Earlier this month, the Ninth Circuit affirmed the dismissal of environmental groups’ Clean Air Act (CAA) citizen-suit actions against US EPA. The court held that US EPA does not have a nondiscretionary duty to promulgate revised Prevention of Significant Deterioration (PSD) regulations when it revises a National Ambient Air Quality Standard (NAAQS).
The Plaintiffs – WildEarth Guardians, Midwest Environmental Defense Center, and Sierra Club – filed suit under the CAA’s citizen suit provision, seeking to compel US EPA to issue revised PSD regulations for ozone. The provision authorizes suits against US EPA only for actions alleging the agency failed to perform a nondiscretionary duty. The Plaintiffs asserted that because US EPA amended the NAAQS for ozone in March 2008, it had a nondiscretionary duty under CAA Section 166(a) to promulgate revised PSD regulations for ozone no later than March 2010. However, the district court disagreed holding that the statute permits, but does not require, US EPA to issue such regulations and dismissed the Plaintiffs’ claim for lack of subject matter jurisdiction. Plaintiff’s appealed this decision to the Ninth Circuit.
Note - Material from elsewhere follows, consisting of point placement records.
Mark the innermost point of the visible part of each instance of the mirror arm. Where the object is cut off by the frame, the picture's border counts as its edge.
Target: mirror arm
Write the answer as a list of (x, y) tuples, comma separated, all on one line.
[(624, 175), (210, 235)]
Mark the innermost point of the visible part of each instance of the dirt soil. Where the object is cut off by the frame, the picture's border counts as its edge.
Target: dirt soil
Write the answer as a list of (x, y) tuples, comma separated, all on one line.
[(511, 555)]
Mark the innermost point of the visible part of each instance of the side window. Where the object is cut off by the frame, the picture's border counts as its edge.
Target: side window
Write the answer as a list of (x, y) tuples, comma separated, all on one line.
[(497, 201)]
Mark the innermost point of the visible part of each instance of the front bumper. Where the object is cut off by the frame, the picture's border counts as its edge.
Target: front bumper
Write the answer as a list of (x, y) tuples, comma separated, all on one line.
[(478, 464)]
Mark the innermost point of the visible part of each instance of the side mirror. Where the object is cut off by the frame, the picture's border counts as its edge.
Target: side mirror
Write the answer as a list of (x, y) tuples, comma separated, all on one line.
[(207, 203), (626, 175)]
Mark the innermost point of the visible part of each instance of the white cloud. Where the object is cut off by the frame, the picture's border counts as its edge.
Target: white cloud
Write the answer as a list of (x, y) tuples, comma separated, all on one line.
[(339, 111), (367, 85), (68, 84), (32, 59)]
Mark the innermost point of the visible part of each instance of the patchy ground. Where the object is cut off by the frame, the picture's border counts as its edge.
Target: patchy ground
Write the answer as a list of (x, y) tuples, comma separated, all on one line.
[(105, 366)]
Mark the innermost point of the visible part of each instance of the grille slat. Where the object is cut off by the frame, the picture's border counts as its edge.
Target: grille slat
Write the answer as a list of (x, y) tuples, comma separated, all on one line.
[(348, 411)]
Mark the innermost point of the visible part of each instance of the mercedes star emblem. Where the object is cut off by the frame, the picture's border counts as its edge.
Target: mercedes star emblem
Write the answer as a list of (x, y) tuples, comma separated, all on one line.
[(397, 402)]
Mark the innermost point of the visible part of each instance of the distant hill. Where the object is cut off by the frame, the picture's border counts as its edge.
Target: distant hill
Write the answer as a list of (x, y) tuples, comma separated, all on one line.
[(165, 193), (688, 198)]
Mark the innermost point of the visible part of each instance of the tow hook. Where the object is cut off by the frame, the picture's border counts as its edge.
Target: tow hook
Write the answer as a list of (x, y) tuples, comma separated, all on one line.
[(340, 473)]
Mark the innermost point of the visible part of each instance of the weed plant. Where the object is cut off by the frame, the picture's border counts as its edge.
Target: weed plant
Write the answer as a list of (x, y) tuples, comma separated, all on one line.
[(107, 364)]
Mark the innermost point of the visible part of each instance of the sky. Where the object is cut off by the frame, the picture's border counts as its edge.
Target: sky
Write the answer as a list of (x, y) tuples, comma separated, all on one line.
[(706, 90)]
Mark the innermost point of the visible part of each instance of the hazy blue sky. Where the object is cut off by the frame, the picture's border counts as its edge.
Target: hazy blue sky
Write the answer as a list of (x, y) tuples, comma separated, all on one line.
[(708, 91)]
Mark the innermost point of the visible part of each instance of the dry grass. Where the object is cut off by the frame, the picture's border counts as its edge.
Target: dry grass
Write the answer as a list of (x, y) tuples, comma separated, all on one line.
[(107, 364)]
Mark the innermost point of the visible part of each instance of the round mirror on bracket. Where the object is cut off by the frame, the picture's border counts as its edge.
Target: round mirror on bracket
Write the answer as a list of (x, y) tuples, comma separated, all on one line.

Plaintiff’s theory is premised on Section 166(a) of the CAA which requires US EPA to issue regulations implementing the PSD program. For ozone and certain other pollutants, the agency must “conduct a study and not later than two years after August 7, 1977, promulgate regulations to prevent the significant deterioration of air quality which would result from the emissions of such pollutants.” The statute immediately then provides: “In the case of pollutants for which NAAQS are promulgated after August 7, 1977, the Administrator shall promulgate such regulations not more than two years after the date of promulgation of such standards.”
US EPA argued that the first and second sentences apply to two mutually exclusive sets of pollutants: (1) those for which NAAQS were already promulgated as of August 7, 1977, and (2) those for which NAAQS would not be promulgated until sometime later. Thus, US EPA interpreted Section 166(a) as mandating it to promulgate PSD regulations within two years after NAAQS are first issued only for a newly regulated pollutant. The Plaintiffs, on the other hand, contended that the second sentence covered all pollutants, including those for which NAAQS already existed.
The Ninth Circuit found that, while both parties’ readings were reasonable, it did not have to choose the “correct” interpretation because Section 166(a) was ambiguous about whether US EPA’s duty was mandatory in the first place. The Court reasoned that when a plaintiff sues US EPA under the citizen-suit provision for failure to perform a duty, the nondiscretionary nature of the duty must be clear-cut or readily ascertainable from the statute giving rise to the duty. Thus, the Ninth Circuit affirmed dismissal of Plaintiffs’ claims for lack of jurisdiction.
Interestingly, the Panel’s decision coincides with US EPA’s recent proposal for stricter NAAQS for ground-level ozone, which is discussed in more detail in our prior blog entry. US EPA has proposed dropping acceptable levels of both primary and secondary ozone standards from the current 75 parts per billion (ppb) to a level in the range of 65 to 70 ppb. Although US EPA did not include a standard of 60 ppb in the proposed range, it is taking comments on levels as low as 60 ppb.